2024年06月27日 | 村上春樹を読む

 2019年のブログです

     *

 村上春樹 さんの『ねじまき鳥クロニクル』(第1部~第3部)(1998・新潮文庫)を再読しました。

 これもかなりの久しぶり。ところどころ記憶がありましたが、じっくりと味わいながら読んでみました。

 少し暗いですが、重厚な小説です。

 これまでは何となく暗いというイメージが残っていて、再読が遅くなってしまいました(村上さん、ごめんなさい)。

 しかし、いい小説です。

 あらすじはあえて書きませんが、邪悪なるものの存在とそれとの戦い、そして、こころ休まるもの、ということになるでしょうか。

 邪悪なるものは世の中に確かに存在するようです。

 しかも、人々のこころの中にも確かに存在します。

 それゆえに、それとの戦いはとても困難になります。

 外部の他者との戦いはなんとかできても、自己のこころの中の邪悪なるものとの戦いは非常にたいへんでしょう。

 つい妥協しがちになるかもしれません。

 それとの関連で、ここでも戦争の残酷さや悲惨さが出てきます。

 そして、外部状況としての戦争の残酷さだけでなく、普通の庶民が、戦場でいかに残酷な行為をしてしまうものか、村上さんはおそらく怒りもこめて描きます。

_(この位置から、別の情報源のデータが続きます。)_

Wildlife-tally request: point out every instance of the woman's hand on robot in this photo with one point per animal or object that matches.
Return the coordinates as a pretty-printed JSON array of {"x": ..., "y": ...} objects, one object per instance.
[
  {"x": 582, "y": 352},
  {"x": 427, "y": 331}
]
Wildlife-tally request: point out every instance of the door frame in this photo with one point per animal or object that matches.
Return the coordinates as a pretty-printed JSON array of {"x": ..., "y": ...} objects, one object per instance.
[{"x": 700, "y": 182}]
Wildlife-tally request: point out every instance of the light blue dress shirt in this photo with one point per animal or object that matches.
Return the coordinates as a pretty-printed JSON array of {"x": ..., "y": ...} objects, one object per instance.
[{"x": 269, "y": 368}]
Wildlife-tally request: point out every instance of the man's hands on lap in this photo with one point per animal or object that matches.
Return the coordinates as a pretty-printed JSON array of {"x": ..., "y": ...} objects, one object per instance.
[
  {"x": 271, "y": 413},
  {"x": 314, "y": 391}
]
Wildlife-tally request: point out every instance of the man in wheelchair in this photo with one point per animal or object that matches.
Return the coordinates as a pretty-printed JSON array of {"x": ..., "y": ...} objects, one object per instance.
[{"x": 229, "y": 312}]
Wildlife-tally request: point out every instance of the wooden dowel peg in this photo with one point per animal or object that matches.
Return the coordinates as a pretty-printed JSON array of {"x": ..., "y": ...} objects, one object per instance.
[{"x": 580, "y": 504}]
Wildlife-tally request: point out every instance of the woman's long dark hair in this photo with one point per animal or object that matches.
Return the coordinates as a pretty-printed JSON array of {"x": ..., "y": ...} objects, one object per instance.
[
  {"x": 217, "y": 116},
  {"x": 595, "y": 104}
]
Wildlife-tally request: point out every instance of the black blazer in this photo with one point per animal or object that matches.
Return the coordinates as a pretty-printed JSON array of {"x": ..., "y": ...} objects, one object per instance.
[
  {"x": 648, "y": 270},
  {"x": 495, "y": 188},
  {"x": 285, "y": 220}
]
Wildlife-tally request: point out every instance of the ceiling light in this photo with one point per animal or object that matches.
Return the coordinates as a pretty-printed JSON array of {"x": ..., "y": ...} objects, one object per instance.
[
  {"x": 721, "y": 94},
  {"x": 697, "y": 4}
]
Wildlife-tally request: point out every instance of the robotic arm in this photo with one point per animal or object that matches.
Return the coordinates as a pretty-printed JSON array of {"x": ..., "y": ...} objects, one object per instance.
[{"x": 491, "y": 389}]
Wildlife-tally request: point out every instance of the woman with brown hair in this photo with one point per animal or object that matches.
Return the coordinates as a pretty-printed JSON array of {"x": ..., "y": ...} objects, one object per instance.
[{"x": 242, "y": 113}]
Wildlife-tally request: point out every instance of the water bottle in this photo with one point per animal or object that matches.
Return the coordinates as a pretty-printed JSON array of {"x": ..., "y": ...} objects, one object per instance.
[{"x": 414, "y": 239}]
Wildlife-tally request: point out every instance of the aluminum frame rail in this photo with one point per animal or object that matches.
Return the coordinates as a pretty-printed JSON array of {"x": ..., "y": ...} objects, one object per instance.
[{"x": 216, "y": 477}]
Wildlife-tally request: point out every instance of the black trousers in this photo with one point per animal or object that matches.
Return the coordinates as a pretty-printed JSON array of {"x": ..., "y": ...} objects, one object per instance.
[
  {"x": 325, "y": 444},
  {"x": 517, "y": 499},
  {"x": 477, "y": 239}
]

 村上さんの戦争への強い抗議と、それにもかかわらずに人々が意外と容易に戦争に賛成してしまう危うさをも描きます。

 そんな中で、笠原メイという少女の存在がこころ休まります。

 決して、いい子、ではないのですが、ものごとの本質を考え、見つめようとする存在で、いわゆるトリックスターの役割でしょうか。

 硬直したものをうち破り、遊びと創造に通じていきます。

 素直な考えがいかに大切かが描かれます。

 いい小説が読めて、幸せなひとときでした。      (2019.7 記)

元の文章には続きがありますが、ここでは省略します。